Por que esse gênero parecia o próximo “vício coletivo”
O rótulo FPMMORPG nasceu da vontade de juntar duas coisas que todo mundo curtia: a adrenalina do FPS e o progresso infinito do MMO. Em teoria, seria o “melhor dos dois mundos”. Na prática, é uma combinação difícil de equilibrar, principalmente quando o jogo precisa agradar quem só quer PvP rápido e quem quer uma jornada longa, com builds e grind.
- Combate justo: em FPS, habilidade pesa muito; em MMO, equipamento e level costumam mandar.

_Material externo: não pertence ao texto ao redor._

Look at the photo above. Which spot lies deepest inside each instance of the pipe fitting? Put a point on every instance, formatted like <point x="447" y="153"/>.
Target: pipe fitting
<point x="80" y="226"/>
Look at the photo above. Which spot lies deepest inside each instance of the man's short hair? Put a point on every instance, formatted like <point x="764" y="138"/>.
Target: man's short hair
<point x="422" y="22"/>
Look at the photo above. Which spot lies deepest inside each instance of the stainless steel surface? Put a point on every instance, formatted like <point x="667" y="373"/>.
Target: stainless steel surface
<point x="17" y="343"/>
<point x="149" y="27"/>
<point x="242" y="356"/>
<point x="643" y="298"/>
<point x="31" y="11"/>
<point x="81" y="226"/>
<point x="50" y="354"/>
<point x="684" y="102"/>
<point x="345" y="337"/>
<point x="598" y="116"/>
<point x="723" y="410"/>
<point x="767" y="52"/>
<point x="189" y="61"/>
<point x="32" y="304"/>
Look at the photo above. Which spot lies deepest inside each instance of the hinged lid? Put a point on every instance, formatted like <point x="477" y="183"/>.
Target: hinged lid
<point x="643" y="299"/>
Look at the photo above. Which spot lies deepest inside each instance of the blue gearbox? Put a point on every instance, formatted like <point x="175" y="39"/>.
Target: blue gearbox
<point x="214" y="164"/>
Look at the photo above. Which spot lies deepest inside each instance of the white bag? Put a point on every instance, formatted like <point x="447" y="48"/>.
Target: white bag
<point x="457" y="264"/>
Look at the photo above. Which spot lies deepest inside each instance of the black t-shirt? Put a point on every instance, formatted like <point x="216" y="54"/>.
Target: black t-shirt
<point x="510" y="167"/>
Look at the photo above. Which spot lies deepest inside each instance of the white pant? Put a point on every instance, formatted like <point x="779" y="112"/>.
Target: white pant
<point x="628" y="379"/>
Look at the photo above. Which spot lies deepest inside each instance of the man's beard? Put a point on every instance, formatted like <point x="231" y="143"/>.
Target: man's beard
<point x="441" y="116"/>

- Conteúdo sem fim: MMO exige eventos, dungeons, temporadas e atualizações constantes.
- Infra e comunidade: servidor, anti-cheat e moderação viram custo fixo alto.

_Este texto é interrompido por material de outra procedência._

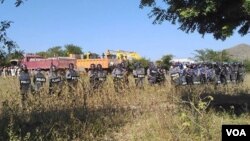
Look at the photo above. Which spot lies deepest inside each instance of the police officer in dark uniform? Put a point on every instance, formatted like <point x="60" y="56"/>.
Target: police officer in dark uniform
<point x="152" y="73"/>
<point x="160" y="78"/>
<point x="25" y="85"/>
<point x="101" y="75"/>
<point x="72" y="77"/>
<point x="241" y="73"/>
<point x="234" y="68"/>
<point x="92" y="73"/>
<point x="39" y="80"/>
<point x="55" y="81"/>
<point x="118" y="74"/>
<point x="139" y="75"/>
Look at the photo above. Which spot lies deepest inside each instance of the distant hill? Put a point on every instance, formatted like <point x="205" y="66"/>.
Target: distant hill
<point x="240" y="52"/>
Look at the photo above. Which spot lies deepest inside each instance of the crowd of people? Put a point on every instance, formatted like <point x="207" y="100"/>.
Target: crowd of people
<point x="204" y="73"/>
<point x="9" y="71"/>
<point x="180" y="74"/>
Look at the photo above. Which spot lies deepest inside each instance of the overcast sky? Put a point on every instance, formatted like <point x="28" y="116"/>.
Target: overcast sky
<point x="98" y="25"/>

O que evitou a avalanche (e o que sobrou para os jogadores)
Muitos projetos desse estilo tropeçaram no básico: lançamento apressado, monetização agressiva ou falta de conteúdo para segurar a galera por meses. Quando o público some, o “mundo persistente” vira cidade fantasma. E aí não adianta ter boas ideias: MMO sem massa crítica desaba rápido.
Como gamer, eu vejo isso como um livramento. Uma febre de FPMMORPG teria inundado o mercado com clones tentando repetir fórmula, em vez de empurrar experiências mais variadas. No fim, ficou claro que dá para misturar elementos de MMO e FPS, mas sem forçar um molde único.
O resultado é um cenário mais saudável: jogos com pegada online continuam evoluindo, só que cada um escolhe o quanto quer ser “MMO de verdade” — e os jogadores ganham mais opções sem ficar presos a uma tendência passageira.